Hindi at Rutgers
With some 700 million native speakers, Hindi is one of the two official languages of communication in India, one of the twenty-two scheduled languages of the Indian constitution, and the second most widely-spoken language in the world. Hindi is the predominant language of Northern India (in the states of Uttar Pradesh, Haryana, Uttaranchal, Madhya Pradesh, Rajasthan, Delhi, Bihar, Jharkhand, and Andman-Nikobaar) and is taught as a second language in all other Indian states. Outside of India, Hindi speakers can be found in the USA, UK, Canada, Fiji, Guyana, Kenya, Malaysia, Mauritius, Nepal, Singapore, South Africa, Tanzania, Uganda, Yemen and many more countries where Indians have made their homes.

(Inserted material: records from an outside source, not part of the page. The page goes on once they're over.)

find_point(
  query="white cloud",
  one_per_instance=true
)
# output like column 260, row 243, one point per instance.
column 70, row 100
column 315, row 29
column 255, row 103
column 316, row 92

Hindi is a direct descendant of Sanskrit through Pali, Prakrit and Apabhransha. Hindi started to emerge as Apabhransha in the 7th century and by the 10 century became stable. Several dialects of Hindi have been used in literature. Braj, Avadhi and Maithilee were the popular literary dialects, until it was replaced by “Khari Boli” in the mid 18th -19th century. It has been influenced and enriched by Dravidian, Turkish, Farsi, Arabic, Portuguese and English. It is a very expressive language. In poetry and songs, it can convey deep emotions by using simple and gentle words. Its vocabulary is very large and, particularly when it comes to modern terms, it may derive many words from other languages. Hindi is written in an elegant and easy script called Devanagari, which is phonetic, so the letters are pronounced as they are written. That makes it possible to learn the characters of the script and the sound of the language, at the same time.
Hindi has a very rich literature. All kind of literary forms are written in Hindi such as novels, poems, stories, plays, essays etc. Hindi is the language of popular Bollywood movies. These movies are watched all over the world and made Hindi popular among non-Indian communities, too. Outside India, Hindi movies are largely watched in Middle East, East Asia, Great Britain, Africa, and in America. Hindi language has developed very rapidly in recent years and its literature is still getting rich every day.
If you are interested in taking Hindi at Rutgers, the Department of African, Middle Eastern, and South Asian Languages and Literatures currently offers it through the advanced (300) level, as well as the option to Minor in Hindi.